Unitat d'Histologia i Neurobiologia (UHNEUROB), Facultat de Medicina i Ciències de la Salut, Universitat Rovira i Virgili, Sant Llorenç 21, 43201 Reus, Spain.
Cells. 2021 Jun 4;10(6):1384. doi: 10.3390/cells10061384.
During the development of the nervous system, synaptogenesis occurs in excess though only the appropriate connections consolidate. At the neuromuscular junction, competition between several motor nerve terminals results in the maturation of a single axon and the elimination of the others. The activity-dependent release of transmitter, cotransmitters, and neurotrophic factors allows the direct mutual influence between motor axon terminals through receptors such as presynaptic muscarinic ACh autoreceptors and the tropomyosin-related kinase B neurotrophin receptor. In previous studies, we investigated the synergistic and antagonistic relations between these receptors and their downstream coupling to PKA and PKC pathways and observed a metabotropic receptor-driven balance between PKA (stabilizes multinnervation) and PKC (promotes developmental axonal loss). However, how much does each kinase contribute in the developmental synapse elimination process? A detailed statistical analysis of the differences between the PKA and PKC effects in the synapse elimination could help to explore this point. The present short communication provides this analysis and results show that a similar level of PKA inhibition and PKC potentiation would be required during development to promote synapse loss.

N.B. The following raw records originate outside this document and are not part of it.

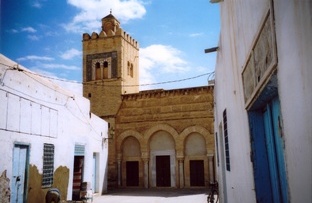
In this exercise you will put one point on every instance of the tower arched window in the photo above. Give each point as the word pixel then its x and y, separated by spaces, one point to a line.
pixel 97 71
pixel 131 70
pixel 105 70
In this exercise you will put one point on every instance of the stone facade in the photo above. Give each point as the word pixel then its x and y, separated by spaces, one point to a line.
pixel 157 138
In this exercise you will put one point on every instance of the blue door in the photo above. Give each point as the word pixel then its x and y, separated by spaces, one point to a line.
pixel 268 153
pixel 20 170
pixel 274 145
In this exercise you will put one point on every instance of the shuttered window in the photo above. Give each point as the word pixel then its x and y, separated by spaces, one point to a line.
pixel 48 165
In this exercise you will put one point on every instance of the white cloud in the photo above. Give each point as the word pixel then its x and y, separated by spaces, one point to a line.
pixel 13 31
pixel 34 57
pixel 73 86
pixel 196 34
pixel 91 11
pixel 33 37
pixel 71 53
pixel 57 66
pixel 160 59
pixel 28 29
pixel 36 5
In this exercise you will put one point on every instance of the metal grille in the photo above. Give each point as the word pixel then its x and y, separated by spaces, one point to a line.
pixel 48 165
pixel 79 150
pixel 226 142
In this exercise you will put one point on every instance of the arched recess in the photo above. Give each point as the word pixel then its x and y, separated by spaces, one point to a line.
pixel 154 129
pixel 209 139
pixel 124 135
pixel 195 160
pixel 162 159
pixel 131 163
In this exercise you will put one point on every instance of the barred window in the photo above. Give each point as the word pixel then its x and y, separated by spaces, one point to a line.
pixel 226 142
pixel 48 165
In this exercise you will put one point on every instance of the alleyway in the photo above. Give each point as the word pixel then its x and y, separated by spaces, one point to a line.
pixel 166 195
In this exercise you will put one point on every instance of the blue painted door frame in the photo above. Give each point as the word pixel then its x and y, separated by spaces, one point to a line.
pixel 268 153
pixel 19 173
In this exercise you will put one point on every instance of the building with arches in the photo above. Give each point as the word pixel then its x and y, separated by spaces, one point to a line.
pixel 157 138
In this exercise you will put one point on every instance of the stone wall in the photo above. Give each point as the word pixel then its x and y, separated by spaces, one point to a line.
pixel 180 112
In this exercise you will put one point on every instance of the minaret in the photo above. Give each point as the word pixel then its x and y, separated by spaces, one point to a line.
pixel 110 69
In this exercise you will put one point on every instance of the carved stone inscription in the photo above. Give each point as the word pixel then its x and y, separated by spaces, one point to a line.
pixel 260 60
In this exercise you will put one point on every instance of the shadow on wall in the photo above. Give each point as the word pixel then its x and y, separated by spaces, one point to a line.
pixel 35 191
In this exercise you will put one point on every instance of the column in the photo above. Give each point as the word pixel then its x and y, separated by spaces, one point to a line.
pixel 211 166
pixel 145 160
pixel 119 172
pixel 181 172
pixel 119 169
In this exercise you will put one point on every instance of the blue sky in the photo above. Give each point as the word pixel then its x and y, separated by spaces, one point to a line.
pixel 45 36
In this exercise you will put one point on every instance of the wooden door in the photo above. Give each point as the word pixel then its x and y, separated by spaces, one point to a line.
pixel 163 171
pixel 20 168
pixel 197 176
pixel 132 173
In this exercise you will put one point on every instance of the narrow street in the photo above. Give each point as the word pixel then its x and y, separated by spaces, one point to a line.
pixel 164 195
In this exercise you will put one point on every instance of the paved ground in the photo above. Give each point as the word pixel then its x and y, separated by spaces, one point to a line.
pixel 163 195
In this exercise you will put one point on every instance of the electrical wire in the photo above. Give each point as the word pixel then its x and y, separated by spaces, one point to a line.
pixel 97 84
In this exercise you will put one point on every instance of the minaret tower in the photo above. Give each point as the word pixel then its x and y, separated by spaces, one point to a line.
pixel 110 67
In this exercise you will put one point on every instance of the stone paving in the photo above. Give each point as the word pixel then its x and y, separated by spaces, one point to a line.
pixel 164 195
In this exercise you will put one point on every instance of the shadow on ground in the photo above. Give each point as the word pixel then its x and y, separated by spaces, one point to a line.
pixel 157 192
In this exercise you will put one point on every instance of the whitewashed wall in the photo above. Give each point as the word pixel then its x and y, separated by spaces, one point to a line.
pixel 240 21
pixel 57 116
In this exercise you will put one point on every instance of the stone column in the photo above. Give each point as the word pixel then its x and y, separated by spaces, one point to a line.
pixel 119 169
pixel 145 160
pixel 181 172
pixel 211 166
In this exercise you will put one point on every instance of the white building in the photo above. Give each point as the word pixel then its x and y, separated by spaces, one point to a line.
pixel 49 138
pixel 263 97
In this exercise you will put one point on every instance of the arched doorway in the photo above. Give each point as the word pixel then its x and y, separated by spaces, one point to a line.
pixel 131 163
pixel 162 160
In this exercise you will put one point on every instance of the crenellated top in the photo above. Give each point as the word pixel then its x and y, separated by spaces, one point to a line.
pixel 163 93
pixel 110 28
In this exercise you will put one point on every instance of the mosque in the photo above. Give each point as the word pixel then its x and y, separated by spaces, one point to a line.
pixel 157 138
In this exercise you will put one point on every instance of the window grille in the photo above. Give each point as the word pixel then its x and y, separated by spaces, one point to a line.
pixel 48 165
pixel 226 142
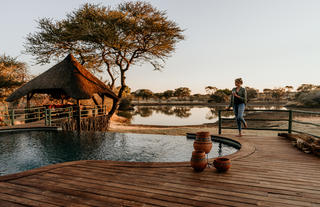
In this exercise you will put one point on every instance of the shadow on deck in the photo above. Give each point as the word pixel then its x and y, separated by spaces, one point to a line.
pixel 267 171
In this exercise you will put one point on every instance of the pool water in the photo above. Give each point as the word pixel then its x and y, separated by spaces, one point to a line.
pixel 20 151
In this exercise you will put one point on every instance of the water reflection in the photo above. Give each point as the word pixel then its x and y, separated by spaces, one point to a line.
pixel 28 150
pixel 184 115
pixel 178 111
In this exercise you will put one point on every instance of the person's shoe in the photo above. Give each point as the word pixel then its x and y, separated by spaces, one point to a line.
pixel 245 125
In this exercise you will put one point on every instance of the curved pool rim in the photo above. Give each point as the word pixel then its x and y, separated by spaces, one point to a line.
pixel 247 148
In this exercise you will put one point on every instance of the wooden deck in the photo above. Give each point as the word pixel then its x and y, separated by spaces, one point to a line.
pixel 267 171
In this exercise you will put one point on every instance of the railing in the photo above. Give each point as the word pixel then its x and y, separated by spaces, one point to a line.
pixel 48 116
pixel 291 117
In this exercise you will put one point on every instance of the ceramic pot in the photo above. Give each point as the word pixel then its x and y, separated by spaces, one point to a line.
pixel 203 142
pixel 198 161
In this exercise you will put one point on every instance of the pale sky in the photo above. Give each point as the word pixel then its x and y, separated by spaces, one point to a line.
pixel 269 43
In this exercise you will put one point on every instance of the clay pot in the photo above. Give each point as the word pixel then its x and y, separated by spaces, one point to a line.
pixel 222 164
pixel 198 161
pixel 203 142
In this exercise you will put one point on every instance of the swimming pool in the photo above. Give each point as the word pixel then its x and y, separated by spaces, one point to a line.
pixel 20 151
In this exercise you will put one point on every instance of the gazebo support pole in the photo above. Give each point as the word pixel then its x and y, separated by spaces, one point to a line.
pixel 103 107
pixel 78 116
pixel 96 103
pixel 27 109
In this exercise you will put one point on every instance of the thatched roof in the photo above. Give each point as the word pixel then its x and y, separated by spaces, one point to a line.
pixel 69 78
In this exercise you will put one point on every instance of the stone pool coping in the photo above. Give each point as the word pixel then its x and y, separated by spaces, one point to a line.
pixel 247 148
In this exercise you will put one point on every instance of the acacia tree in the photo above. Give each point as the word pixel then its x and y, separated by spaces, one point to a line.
pixel 114 39
pixel 182 92
pixel 13 73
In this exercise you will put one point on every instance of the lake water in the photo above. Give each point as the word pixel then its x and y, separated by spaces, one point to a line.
pixel 182 115
pixel 20 151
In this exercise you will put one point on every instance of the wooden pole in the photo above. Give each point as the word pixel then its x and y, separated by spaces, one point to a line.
pixel 220 121
pixel 78 116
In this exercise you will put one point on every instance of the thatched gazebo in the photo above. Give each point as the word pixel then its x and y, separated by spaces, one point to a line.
pixel 65 79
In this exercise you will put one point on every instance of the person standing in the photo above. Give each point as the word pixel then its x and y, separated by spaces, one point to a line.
pixel 238 103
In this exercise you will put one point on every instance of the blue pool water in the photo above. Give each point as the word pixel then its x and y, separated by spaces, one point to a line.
pixel 20 151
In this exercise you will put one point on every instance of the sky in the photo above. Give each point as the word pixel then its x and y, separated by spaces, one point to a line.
pixel 268 43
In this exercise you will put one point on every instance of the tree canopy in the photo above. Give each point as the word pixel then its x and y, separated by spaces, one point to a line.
pixel 13 73
pixel 108 38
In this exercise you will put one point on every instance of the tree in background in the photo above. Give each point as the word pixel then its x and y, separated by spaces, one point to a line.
pixel 288 88
pixel 144 93
pixel 114 39
pixel 308 95
pixel 182 92
pixel 211 90
pixel 168 94
pixel 252 93
pixel 278 93
pixel 220 96
pixel 13 73
pixel 307 87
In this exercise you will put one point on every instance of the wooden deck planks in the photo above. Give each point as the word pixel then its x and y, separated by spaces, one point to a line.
pixel 276 174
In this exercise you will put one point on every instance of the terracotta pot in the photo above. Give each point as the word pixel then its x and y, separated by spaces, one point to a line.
pixel 198 161
pixel 202 134
pixel 203 142
pixel 222 164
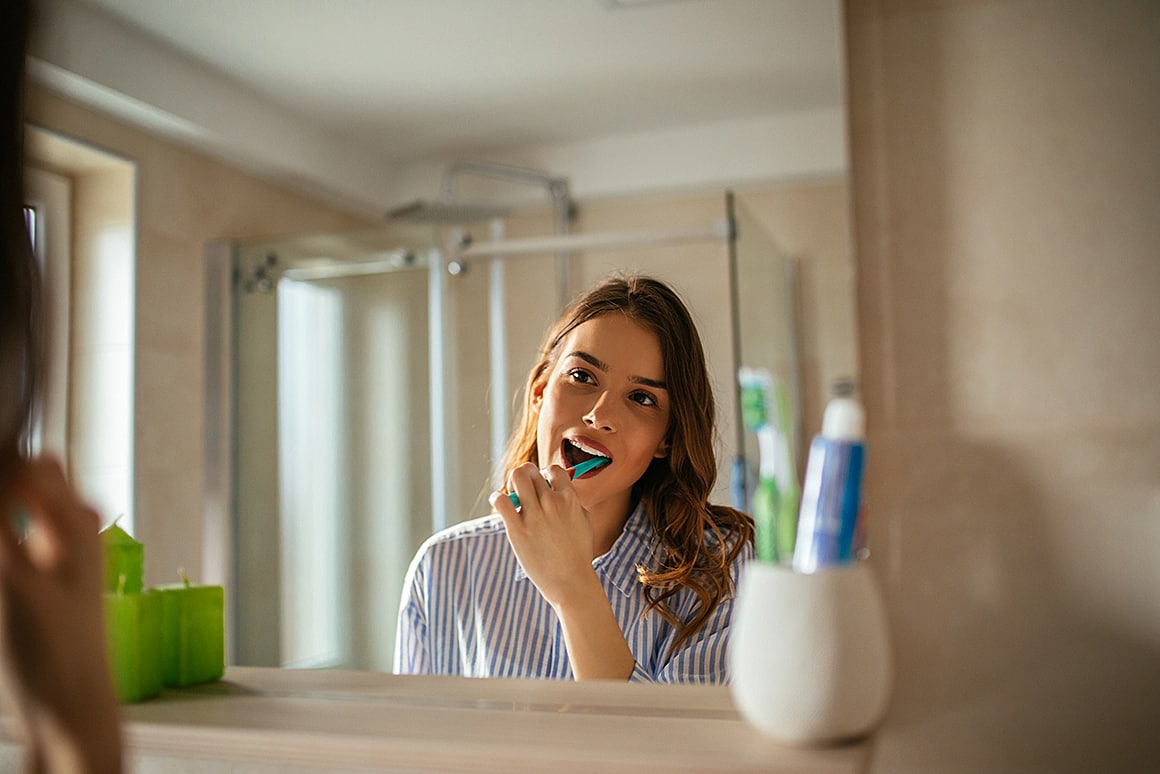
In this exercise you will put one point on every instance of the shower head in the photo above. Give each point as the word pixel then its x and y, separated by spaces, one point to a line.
pixel 420 211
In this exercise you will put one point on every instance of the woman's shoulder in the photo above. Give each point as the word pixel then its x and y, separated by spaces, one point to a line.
pixel 465 534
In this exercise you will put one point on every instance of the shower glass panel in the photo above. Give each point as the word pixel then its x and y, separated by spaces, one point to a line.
pixel 766 324
pixel 331 435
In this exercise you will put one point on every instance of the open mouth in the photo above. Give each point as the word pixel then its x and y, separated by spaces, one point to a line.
pixel 575 451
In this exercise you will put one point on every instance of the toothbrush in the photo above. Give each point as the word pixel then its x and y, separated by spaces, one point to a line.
pixel 574 471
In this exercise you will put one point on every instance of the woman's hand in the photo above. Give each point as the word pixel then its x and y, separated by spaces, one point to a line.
pixel 552 539
pixel 550 534
pixel 52 623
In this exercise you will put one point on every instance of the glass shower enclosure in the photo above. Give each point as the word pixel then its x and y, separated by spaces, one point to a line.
pixel 361 387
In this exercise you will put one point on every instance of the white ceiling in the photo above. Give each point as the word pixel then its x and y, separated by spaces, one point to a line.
pixel 400 81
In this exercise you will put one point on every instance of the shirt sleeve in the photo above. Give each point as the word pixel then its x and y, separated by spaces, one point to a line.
pixel 411 650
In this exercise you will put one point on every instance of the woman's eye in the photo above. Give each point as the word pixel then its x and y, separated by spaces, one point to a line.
pixel 644 398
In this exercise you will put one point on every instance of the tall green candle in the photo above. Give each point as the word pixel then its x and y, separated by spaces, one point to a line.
pixel 193 633
pixel 132 628
pixel 123 558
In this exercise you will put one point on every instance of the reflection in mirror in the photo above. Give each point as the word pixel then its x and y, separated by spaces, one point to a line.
pixel 334 391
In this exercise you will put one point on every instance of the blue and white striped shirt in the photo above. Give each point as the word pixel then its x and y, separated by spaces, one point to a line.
pixel 469 609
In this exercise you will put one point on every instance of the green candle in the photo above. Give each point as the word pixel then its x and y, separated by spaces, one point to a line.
pixel 132 628
pixel 193 633
pixel 124 558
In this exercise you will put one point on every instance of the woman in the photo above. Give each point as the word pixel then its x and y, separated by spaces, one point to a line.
pixel 52 649
pixel 626 572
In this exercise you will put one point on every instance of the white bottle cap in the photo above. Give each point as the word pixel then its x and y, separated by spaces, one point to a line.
pixel 843 420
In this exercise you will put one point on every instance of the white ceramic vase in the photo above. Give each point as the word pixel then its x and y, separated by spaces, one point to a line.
pixel 810 653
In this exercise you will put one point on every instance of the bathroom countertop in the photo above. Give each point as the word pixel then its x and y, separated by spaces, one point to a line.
pixel 323 720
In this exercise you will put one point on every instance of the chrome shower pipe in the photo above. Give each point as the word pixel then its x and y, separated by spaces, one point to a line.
pixel 557 188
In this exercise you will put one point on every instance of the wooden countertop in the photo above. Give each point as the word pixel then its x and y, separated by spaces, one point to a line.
pixel 325 720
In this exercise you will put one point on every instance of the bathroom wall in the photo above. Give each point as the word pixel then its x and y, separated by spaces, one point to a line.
pixel 1006 181
pixel 183 199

在神经系统发育过程中,突触发生过剩,但只有适当的连接才能巩固。在神经肌肉接头处,几个运动神经末梢之间的竞争导致单个轴突的成熟和其他轴突的消除。递质、共递质和神经营养因子的活性依赖性释放允许通过受体(如突触前毒蕈碱 ACh 自身受体和原肌球蛋白相关激酶 B 神经营养因子受体)在运动轴突末端之间进行直接的相互影响。在以前的研究中,我们研究了这些受体之间的协同和拮抗关系及其下游与 PKA 和 PKC 途径的偶联,并观察到 PKA(稳定多神经支配)和 PKC(促进发育性轴突丢失)之间代谢型受体驱动的平衡。然而,每种激酶在发育性突触消除过程中贡献多少?对 PKA 和 PKC 效应在突触消除中的差异进行详细的统计分析可以帮助探讨这一点。本简短交流提供了这种分析,结果表明,在发育过程中需要类似水平的 PKA 抑制和 PKC 增强来促进突触丢失。